Copper prices reversed earlier gains to fall almost 1 percent on Friday, after data showed the US economy shed 131,000 jobs in July, roughly double the losses economists had expected. Benchmark copper on the London Metal Exchange closed at $7,370 a tonne from $7,400 a tonne at Thursday's close. The metal used in power and construction hit a low at $7,335.
US employment fell for a second straight month in July as more temporary census jobs ended, while private hiring rose less than expected, pointing to an anaemic economic recovery.
"The run-up that we have seen in prices over the past couple of weeks has been very much based on improved perceptions for the economic outlook," said Gayle Berry, analyst at Barclays Capital. "So it was always going to be vulnerable to any setbacks in the macro data flow - today illustrates that." Earlier this week, copper breached $7,500 a tonne to hit levels last seen late in April. Also in the spotlight is news that Chile's Codelco, the world's largest copper producer, expects China's copper demand to grow at 8 percent this year from last year, and at a similar pace next year.
China accounts for more than 30 percent of global copper consumption, estimated this year at around 19 million tonnes. "I don't think anybody thinks the slowdown in China is going to last for too long," said Dan Smith, analyst at Standard Chartered. "We've had a good run up, it wouldn't surprise me to see some consolidation after those gains."
Copper prices are up about 13 percent this quarter, when fears of sovereign default in the euro zone because of the debt crisis started to recede. Aluminium stocks also continued their descent. They stand at about 4.4 million tonnes from a record above 4.6 million tonnes in January. The metal used in transport and packaging has been bolstered by financing deals, which are said to have tied up about 70 percent of LME stocks.

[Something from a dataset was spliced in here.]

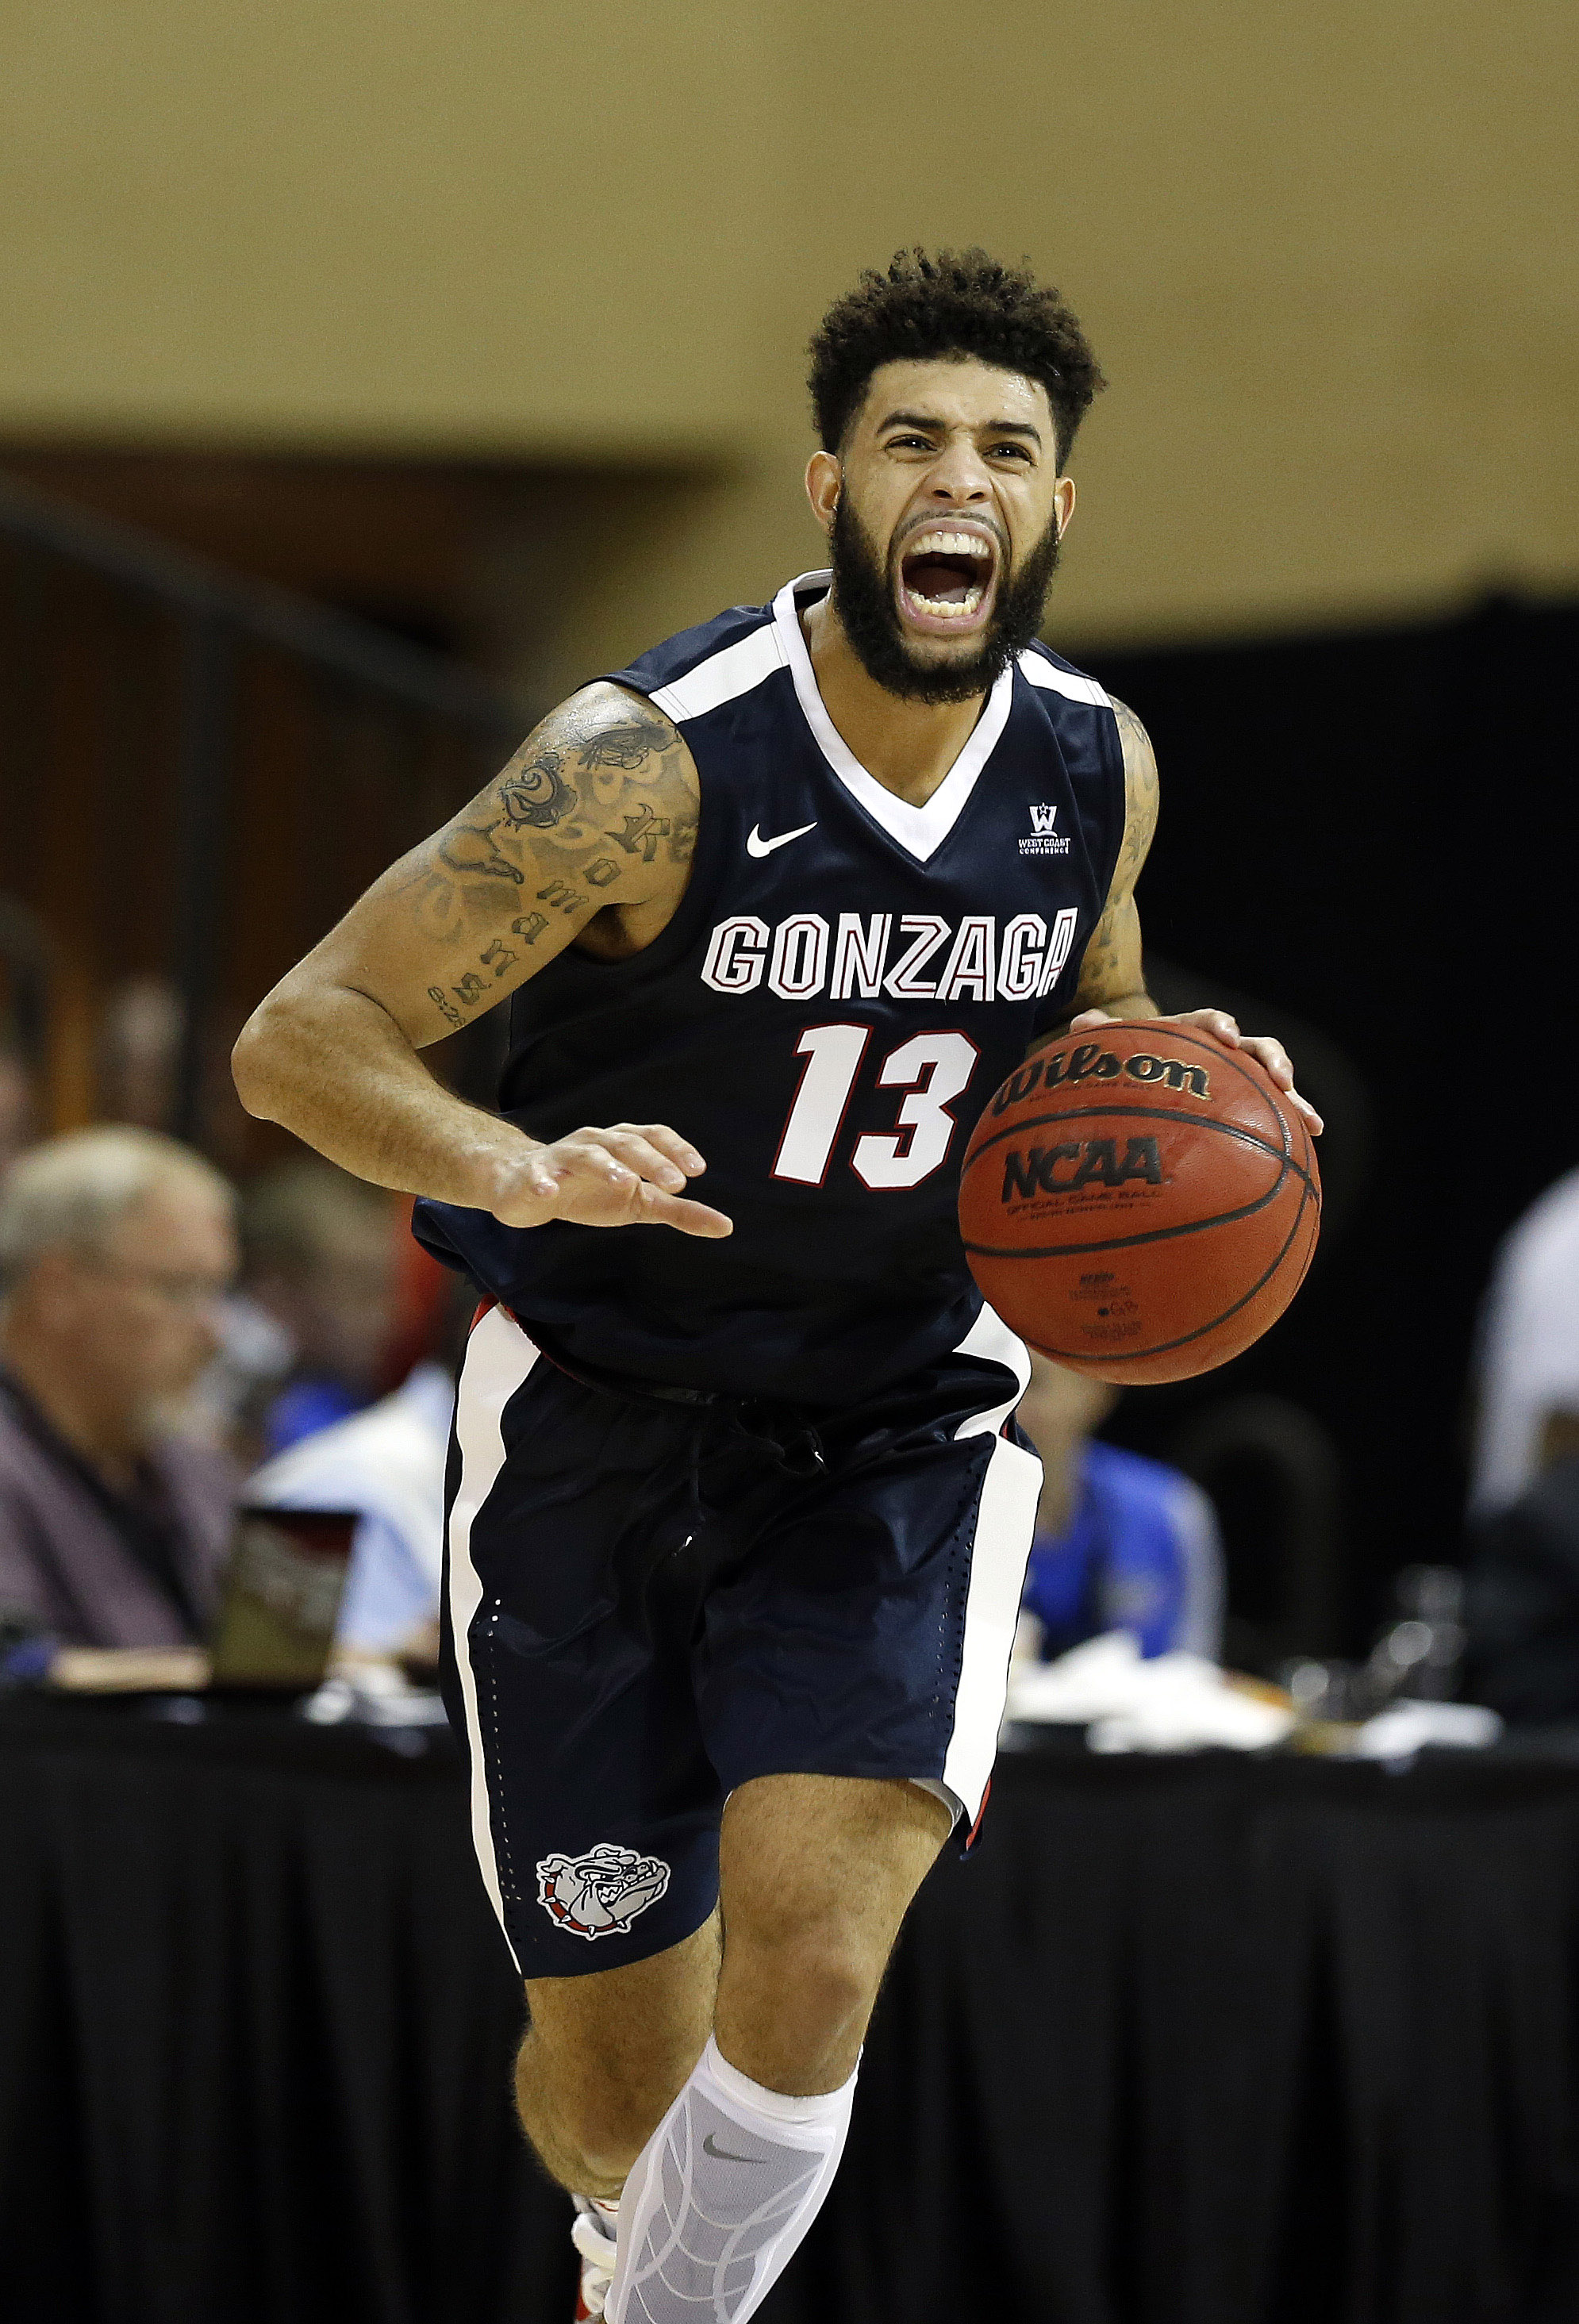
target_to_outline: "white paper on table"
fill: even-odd
[[[1353,1748],[1362,1759],[1412,1759],[1427,1744],[1483,1751],[1501,1732],[1497,1712],[1478,1702],[1394,1702],[1365,1721]]]
[[[1089,1638],[1057,1662],[1015,1664],[1008,1716],[1086,1727],[1094,1751],[1262,1751],[1294,1726],[1291,1711],[1231,1686],[1215,1663],[1148,1660],[1127,1630]]]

Three-month aluminium was untraded at the close but last bid at $2,190 a tonne from $2,203 on Thursday and zinc, used to galvanise steel, ended at $2,129 from $2,097. Zinc earlier hit a $2,143, its highest since May 14.

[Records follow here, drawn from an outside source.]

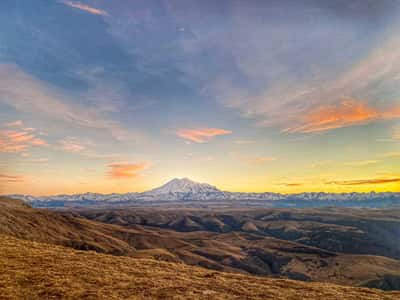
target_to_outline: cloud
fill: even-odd
[[[62,150],[70,153],[79,153],[86,148],[84,145],[72,138],[60,140],[59,144]]]
[[[176,135],[195,143],[205,143],[210,139],[219,136],[231,134],[232,131],[220,128],[197,128],[197,129],[179,129]]]
[[[400,118],[400,107],[379,111],[367,103],[346,99],[305,112],[300,124],[283,131],[310,133],[393,118]]]
[[[0,174],[0,182],[18,183],[23,182],[24,180],[23,176]]]
[[[327,182],[327,184],[335,184],[335,185],[367,185],[367,184],[385,184],[385,183],[394,183],[394,182],[400,182],[400,177],[329,181],[329,182]]]
[[[303,183],[302,182],[282,182],[279,185],[283,185],[286,187],[297,187],[297,186],[302,186]]]
[[[63,91],[24,73],[14,65],[0,64],[0,103],[21,112],[59,120],[79,127],[104,130],[116,140],[139,139],[139,134],[123,128],[96,106],[74,103]]]
[[[49,161],[48,158],[32,158],[24,160],[24,163],[41,164],[41,163],[47,163],[48,161]]]
[[[400,157],[400,152],[387,152],[381,155],[382,157]]]
[[[379,111],[367,103],[346,99],[335,105],[325,105],[306,113],[301,125],[287,128],[285,132],[318,132],[377,120],[400,118],[400,107]]]
[[[29,147],[48,146],[47,142],[38,138],[31,131],[26,130],[0,130],[0,152],[24,152]]]
[[[332,164],[331,160],[316,161],[310,165],[311,168],[320,168]]]
[[[257,124],[289,133],[325,132],[400,118],[400,54],[393,51],[400,47],[400,38],[391,34],[393,37],[387,38],[386,33],[386,42],[358,63],[334,74],[316,74],[303,81],[284,78],[269,82],[261,76],[250,77],[266,86],[257,93],[221,76],[208,91]]]
[[[106,160],[106,161],[124,161],[127,159],[126,154],[121,153],[101,153],[95,150],[96,143],[90,139],[78,139],[76,137],[66,137],[58,141],[55,149],[69,153],[79,154],[83,157]]]
[[[72,1],[62,1],[62,3],[64,3],[67,6],[86,11],[86,12],[88,12],[90,14],[101,15],[101,16],[107,15],[106,11],[104,11],[102,9],[98,9],[98,8],[94,8],[94,7],[88,6],[88,5],[83,4],[83,3],[72,2]]]
[[[21,120],[5,123],[4,126],[6,127],[22,127],[24,124]]]
[[[369,166],[379,163],[380,160],[360,160],[360,161],[351,161],[345,163],[346,166],[353,166],[353,167],[362,167],[362,166]]]
[[[115,162],[108,165],[108,176],[112,179],[135,178],[150,166],[148,162],[125,163]]]

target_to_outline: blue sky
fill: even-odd
[[[399,8],[3,0],[0,192],[398,190]]]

Zinc cancelled warrants - material earmarked to leave LME warehouses - stood at more than 10 percent of total zinc stocks on Thursday compared with a level around 3 percent previously. Most of those cancelled warrants are in New Orleans and some traders think the material could be heading for Europe where premiums for physical have risen about 5 percent so far this quarter.

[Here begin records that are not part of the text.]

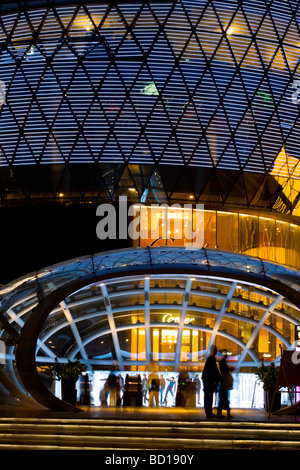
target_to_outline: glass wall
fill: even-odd
[[[245,253],[300,268],[300,225],[264,215],[175,206],[135,205],[140,236],[134,246],[195,244],[196,234],[201,231],[201,247]]]
[[[232,281],[193,278],[184,324],[179,327],[186,279],[149,279],[149,323],[145,321],[142,306],[143,278],[128,282],[126,286],[125,289],[125,284],[119,282],[108,291],[118,348],[127,371],[146,371],[149,360],[156,363],[160,371],[174,371],[176,364],[180,370],[201,371],[212,343],[216,344],[219,354],[225,349],[236,366],[250,340],[251,350],[247,349],[249,352],[241,363],[241,370],[245,372],[254,367],[253,354],[257,364],[262,359],[266,363],[278,360],[281,348],[285,349],[294,338],[293,318],[298,312],[287,303],[271,307],[270,315],[256,335],[256,325],[276,298],[274,292],[262,287],[237,283],[231,296]],[[230,299],[222,313],[227,297]],[[213,332],[220,315],[217,331]],[[177,351],[178,342],[180,351]],[[86,352],[97,367],[106,367],[107,360],[117,360],[110,335],[100,334],[86,345]],[[179,353],[177,358],[176,353]]]
[[[104,388],[104,384],[109,376],[111,371],[103,370],[103,371],[94,371],[93,375],[91,376],[91,404],[94,406],[101,406],[104,404],[110,405],[110,397],[108,395],[107,401],[102,403],[101,391]],[[118,372],[117,375],[121,375],[123,380],[126,380],[126,376],[135,376],[136,373],[134,372]],[[144,374],[141,373],[141,378],[144,377]],[[178,372],[174,371],[160,371],[160,377],[162,376],[165,380],[165,383],[168,385],[169,381],[173,381],[173,393],[167,393],[167,386],[161,395],[161,402],[169,406],[173,407],[176,403],[176,391],[178,387]],[[149,378],[149,371],[145,373],[146,378]],[[195,381],[197,377],[196,372],[189,372],[189,379],[191,381]],[[201,374],[198,374],[201,380]],[[254,374],[249,373],[239,373],[233,374],[233,390],[230,391],[230,404],[232,408],[263,408],[264,406],[264,391],[261,383],[256,383],[256,376]],[[79,393],[79,384],[77,384],[78,388],[78,401],[80,398]],[[61,384],[60,382],[56,382],[56,390],[55,395],[61,398]],[[284,394],[285,395],[285,394]],[[146,397],[148,398],[148,392]],[[121,398],[123,397],[123,392],[121,392]],[[143,403],[144,406],[149,406],[149,400],[145,400]],[[203,393],[203,386],[201,381],[201,388],[199,396],[197,397],[196,402],[197,407],[204,406],[204,393]]]

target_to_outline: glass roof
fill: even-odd
[[[219,250],[147,247],[105,252],[4,286],[0,339],[17,342],[41,296],[62,288],[58,305],[39,332],[37,364],[78,358],[91,371],[114,364],[120,370],[145,366],[153,360],[155,332],[161,329],[165,342],[171,333],[176,336],[172,354],[163,350],[157,356],[161,366],[199,366],[217,342],[231,349],[238,369],[253,367],[264,357],[279,360],[279,343],[291,347],[291,325],[300,321],[299,280],[296,270]],[[77,287],[64,295],[70,281]],[[292,288],[293,299],[275,290],[278,281]],[[258,339],[261,331],[274,338],[275,343],[267,342],[273,341],[271,352]],[[199,346],[184,356],[181,345],[187,334],[198,335]],[[128,349],[132,335],[144,341],[135,352]],[[7,360],[13,360],[10,354]]]
[[[111,274],[113,277],[119,272],[125,275],[133,268],[147,269],[151,273],[152,270],[164,266],[173,269],[176,269],[177,266],[187,270],[199,269],[203,273],[211,273],[212,275],[214,270],[219,268],[224,269],[224,275],[226,272],[239,273],[240,275],[252,273],[254,278],[279,280],[296,291],[300,291],[300,272],[271,261],[217,249],[148,246],[82,256],[23,276],[1,287],[2,307],[4,302],[11,303],[15,297],[21,297],[24,293],[31,292],[38,286],[47,291],[47,286],[50,283],[54,283],[53,288],[57,289],[71,280],[85,276]]]

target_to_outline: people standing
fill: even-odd
[[[196,383],[196,405],[200,405],[201,383],[199,379],[199,374],[195,375],[194,382]]]
[[[224,357],[220,361],[220,388],[219,388],[219,404],[218,404],[218,412],[217,417],[223,418],[222,410],[227,411],[227,418],[231,419],[232,416],[230,414],[230,405],[229,405],[229,390],[232,390],[233,385],[233,377],[231,375],[231,371],[234,370],[233,367],[229,367],[227,364],[227,353],[226,351],[223,352]]]
[[[108,379],[105,379],[104,386],[100,390],[100,396],[99,396],[101,406],[107,406],[108,392],[109,392]]]
[[[107,379],[108,390],[110,395],[110,406],[117,406],[117,398],[119,391],[119,382],[116,375],[111,372]]]
[[[118,405],[121,405],[122,404],[122,398],[123,398],[123,394],[124,394],[124,379],[122,377],[121,374],[118,375],[118,384],[119,384],[119,387],[118,387]]]
[[[143,405],[147,404],[147,401],[149,401],[147,397],[147,392],[148,392],[148,379],[146,374],[143,374],[143,379],[142,379],[142,390],[143,390]]]
[[[158,406],[159,404],[159,377],[155,370],[148,377],[149,406]]]
[[[204,388],[204,410],[207,418],[215,417],[212,412],[213,395],[220,381],[220,372],[216,360],[217,348],[212,347],[211,355],[207,358],[202,372]]]
[[[162,405],[163,402],[163,393],[166,386],[166,381],[164,376],[161,374],[159,379],[159,404]]]

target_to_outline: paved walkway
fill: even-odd
[[[84,418],[84,419],[135,419],[135,420],[161,420],[161,421],[207,421],[203,408],[180,407],[97,407],[80,406],[82,413],[69,411],[52,411],[47,409],[22,408],[18,406],[0,405],[1,417],[32,417],[32,418]],[[270,423],[299,423],[300,414],[295,416],[271,415],[261,409],[246,408],[232,409],[231,422],[270,422]],[[212,418],[213,421],[228,421],[226,413],[224,418]],[[211,419],[210,419],[211,421]]]

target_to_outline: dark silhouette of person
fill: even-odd
[[[213,395],[220,381],[220,372],[216,361],[217,348],[212,347],[211,355],[207,358],[202,372],[204,389],[204,411],[207,418],[215,417],[212,412]]]
[[[109,374],[107,383],[108,383],[108,389],[109,389],[109,394],[110,394],[110,406],[117,406],[119,382],[118,382],[118,378],[115,376],[113,372]]]
[[[229,390],[232,389],[233,378],[231,375],[231,371],[234,370],[233,367],[229,367],[227,364],[227,353],[223,352],[224,357],[219,363],[220,367],[220,388],[219,388],[219,404],[218,404],[218,418],[222,418],[222,410],[227,411],[227,418],[231,419],[232,416],[230,414],[230,405],[229,405]]]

Stainless steel ingredient nickel touched $22,280 a tonne, its highest since May 24. It closed at $22,075 a tonne from $21,860 on Thursday. News that miner Lonmin Plc had been ordered by the South African government to stop selling nickel, copper and other offshoots of its platinum production due to a dispute over the prospecting rights helped push up prices, traders said. Tin was untraded but last bid at $20,725 a tonne from $20,475 and battery material lead ended at $2,165 from $2,185. Used in electrical solder, tin earlier touched a fresh two year high at $20,900.